A Case Mix Group (CMG) is a 5-character classification code assigned to each Medicare IRF patient based on their IRF-PAI data: primary rehabilitation diagnosis, functional motor score, and cognitive function. CMS assigns a relative weight to each CMG reflecting average case cost — a weight of 2.0 is expected to cost twice as much as a weight of 1.0. Higher-acuity conditions (stroke, traumatic brain injury, spinal cord injury) typically have higher CMG weights and higher per-discharge payments. CMG relative weights are updated annually based on the most recent available IRF claims data [6][7].

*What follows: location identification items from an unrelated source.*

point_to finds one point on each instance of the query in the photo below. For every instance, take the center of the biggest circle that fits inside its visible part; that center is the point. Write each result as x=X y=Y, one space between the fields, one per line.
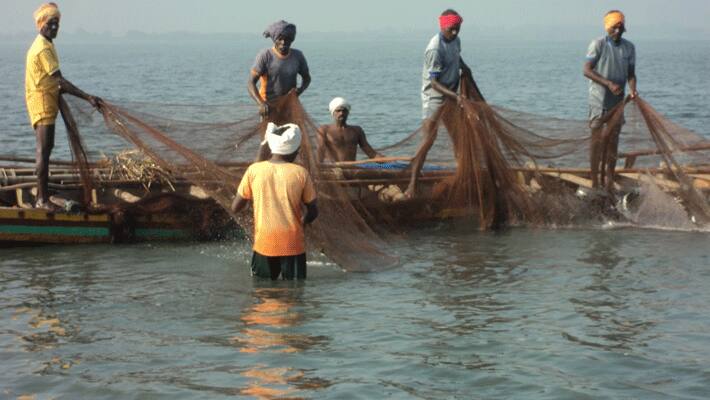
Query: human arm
x=305 y=73
x=590 y=73
x=305 y=82
x=238 y=204
x=594 y=53
x=320 y=154
x=365 y=145
x=254 y=93
x=68 y=87
x=632 y=81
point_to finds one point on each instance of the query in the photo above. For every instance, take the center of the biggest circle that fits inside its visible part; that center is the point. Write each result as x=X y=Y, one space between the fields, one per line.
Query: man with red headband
x=441 y=74
x=43 y=85
x=610 y=65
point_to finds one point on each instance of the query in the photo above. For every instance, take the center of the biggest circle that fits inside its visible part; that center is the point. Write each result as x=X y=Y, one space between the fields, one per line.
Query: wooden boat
x=136 y=211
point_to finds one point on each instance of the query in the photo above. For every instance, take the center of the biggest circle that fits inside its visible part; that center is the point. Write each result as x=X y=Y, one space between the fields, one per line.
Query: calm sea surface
x=578 y=313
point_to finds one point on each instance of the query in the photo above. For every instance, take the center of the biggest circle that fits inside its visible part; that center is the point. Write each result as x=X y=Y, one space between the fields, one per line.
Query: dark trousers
x=45 y=144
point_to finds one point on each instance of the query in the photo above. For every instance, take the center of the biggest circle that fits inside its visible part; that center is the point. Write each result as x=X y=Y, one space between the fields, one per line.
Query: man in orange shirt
x=279 y=189
x=43 y=85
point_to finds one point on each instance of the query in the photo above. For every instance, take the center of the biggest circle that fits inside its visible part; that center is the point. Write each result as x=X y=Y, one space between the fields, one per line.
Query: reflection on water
x=270 y=325
x=519 y=314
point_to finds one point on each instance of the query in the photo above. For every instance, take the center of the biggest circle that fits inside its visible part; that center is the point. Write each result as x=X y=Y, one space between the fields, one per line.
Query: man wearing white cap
x=278 y=189
x=339 y=141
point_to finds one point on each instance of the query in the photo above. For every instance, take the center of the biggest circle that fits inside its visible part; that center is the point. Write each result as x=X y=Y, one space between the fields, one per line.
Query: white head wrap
x=287 y=142
x=337 y=103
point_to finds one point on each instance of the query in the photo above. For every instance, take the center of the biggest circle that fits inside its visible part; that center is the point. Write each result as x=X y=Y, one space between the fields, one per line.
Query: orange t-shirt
x=278 y=191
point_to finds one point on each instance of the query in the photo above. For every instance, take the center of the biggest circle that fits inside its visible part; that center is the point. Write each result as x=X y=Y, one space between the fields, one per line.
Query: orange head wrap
x=44 y=13
x=612 y=19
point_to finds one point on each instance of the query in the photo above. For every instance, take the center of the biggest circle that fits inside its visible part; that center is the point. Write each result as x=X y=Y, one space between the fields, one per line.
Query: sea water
x=580 y=312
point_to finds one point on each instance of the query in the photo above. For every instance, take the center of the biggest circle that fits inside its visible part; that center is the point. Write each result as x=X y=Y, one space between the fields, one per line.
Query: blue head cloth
x=280 y=28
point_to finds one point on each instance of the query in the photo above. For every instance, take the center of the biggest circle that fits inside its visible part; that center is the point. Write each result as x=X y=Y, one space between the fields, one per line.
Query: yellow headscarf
x=613 y=18
x=44 y=13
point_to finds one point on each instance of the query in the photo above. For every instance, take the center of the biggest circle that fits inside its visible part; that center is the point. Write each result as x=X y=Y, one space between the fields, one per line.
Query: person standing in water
x=279 y=190
x=339 y=141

How can IRFs improve their Medicare reimbursement approval rate?
The IRFs achieving the highest approval rates address the four coverage requirements at the scheduling infrastructure level: real-time 7-day therapy minute tracking per patient, integrated physician visit documentation, preadmission screening workflows, and IRF-PAI preparation pulled from scheduling system records. Opmed customers report 95% reimbursement approval within 60–90 days of implementation, with individual results varying by facility size and patient mix [Opmed].
What happens if a Medicare IRF claim is denied after payment?
When an IRF claim is denied through post-payment audit, the MAC initiates a recoupment demand for the full per-stay payment, averaging $20,000–$24,000 [2]. The IRF can appeal through Redetermination by the MAC, Reconsideration by a Qualified Independent Contractor (QIC), ALJ hearing, and Medicare Appeals Council review. Prior OIG reporting found IRFs prevailed in approximately 56% of ALJ cases when CMS did not participate — but appeals are costly and not a substitute for upstream compliance infrastructure [3].